Scotland's opposition parties call to halt 'flawed' education reforms
Opposition parties have called for a delay in a raft of changes for colleges and universities in Scotland.
Labour, the Tories and the Lib Dems claimed proposed legislation going through Holyrood was deeply flawed.
Their stance comes as an education committee report backed the general principles of the bill but said clarity was needed on some aspects.
A Scottish government spokesman said the opposition parties wanted to "restrict education".
Labour, the Tories and the Lib Dems voiced concerns that the legislation was proposing financial penalties on universities failing to reach targets for students from disadvantaged backgrounds.
Holyrood's all-party culture and education committee is chaired by SNP MSP Stewart Maxwell.
He said: "There is general agreement about the need to reform Scotland's further and higher education sectors to ensure that they improve the life chances of young people.
"However, after hearing evidence we are clear that the Scottish government must provide clarity on some aspects of the bill, particularly in relation to college regionalisation.
"We have also asked the Scottish government for further information on how the new college structures will work in practice and to explain the underlying principles behind its planned reform of college boards."
There are six key areas of the Post-16 Education (Scotland) Bill including:
- college regionalisation, the central element of the bill
- university governance
- widening access to higher education
- review of fundable further and higher education
- tuition fees
- and data sharing.
Labour's Neil Findlay, the education committee's deputy convener, described the bill as "a real dog's breakfast".
He said: "Witness after witness criticised different aspects of the bill and many issues remain unclear and unanswered.
"In its current state, the bill is not fit for purpose."
Tory education spokeswoman Liz Smith argued that the bill was a bad one.
She said many people in the college and university sector were "confused" about whether the proposed legislation "will actually deliver the desired outcomes".
The Conservative MSP added: "What matters most is the ability of both further education and higher education institutions to deliver better quality education - I have not been persuaded that this bill can do that."
Liberal Democrat Liam McArthur raised fears the bill would not deliver on its aims.
Mr McArthur, another member of the education committee, said: "Widening access, improving governance and ensuring colleges and universities deliver high quality education to students of all ages are aims I fully support.

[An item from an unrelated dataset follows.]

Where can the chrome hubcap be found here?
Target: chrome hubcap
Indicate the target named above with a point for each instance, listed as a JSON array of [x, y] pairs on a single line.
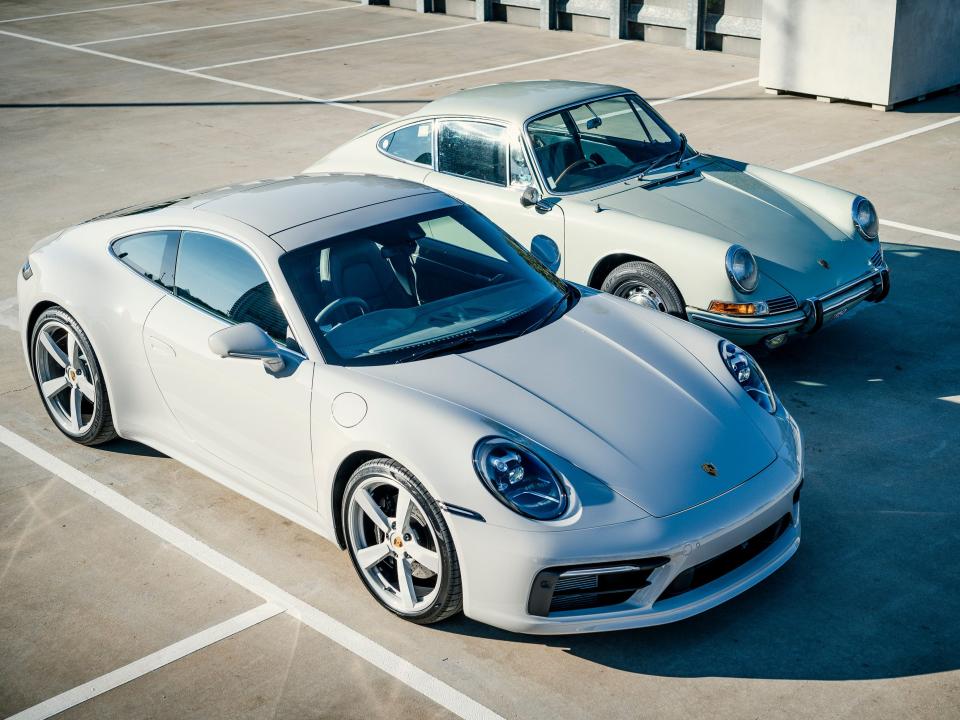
[[644, 296], [63, 372], [394, 545]]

"However, there is widespread evidence that this bill will not help achieve this and gives ministers powers they don't need.
"These concerns must be addressed before this bill can be allowed to proceed."
A spokesman for Education Secretary Mike Russell said the opposition parties were "engaged in an unholy alliance".
He added: "They would force Scottish students to pay exorbitant fees, restrict access to higher education and would inhibit our attempts to get more young people into employment.
"The proof of our reforms is in the pudding.
"Colleges are delivering the valuable skills training our young people need, universities are beginning to take steps to widen access and our actions to tackle youth unemployment are delivering results."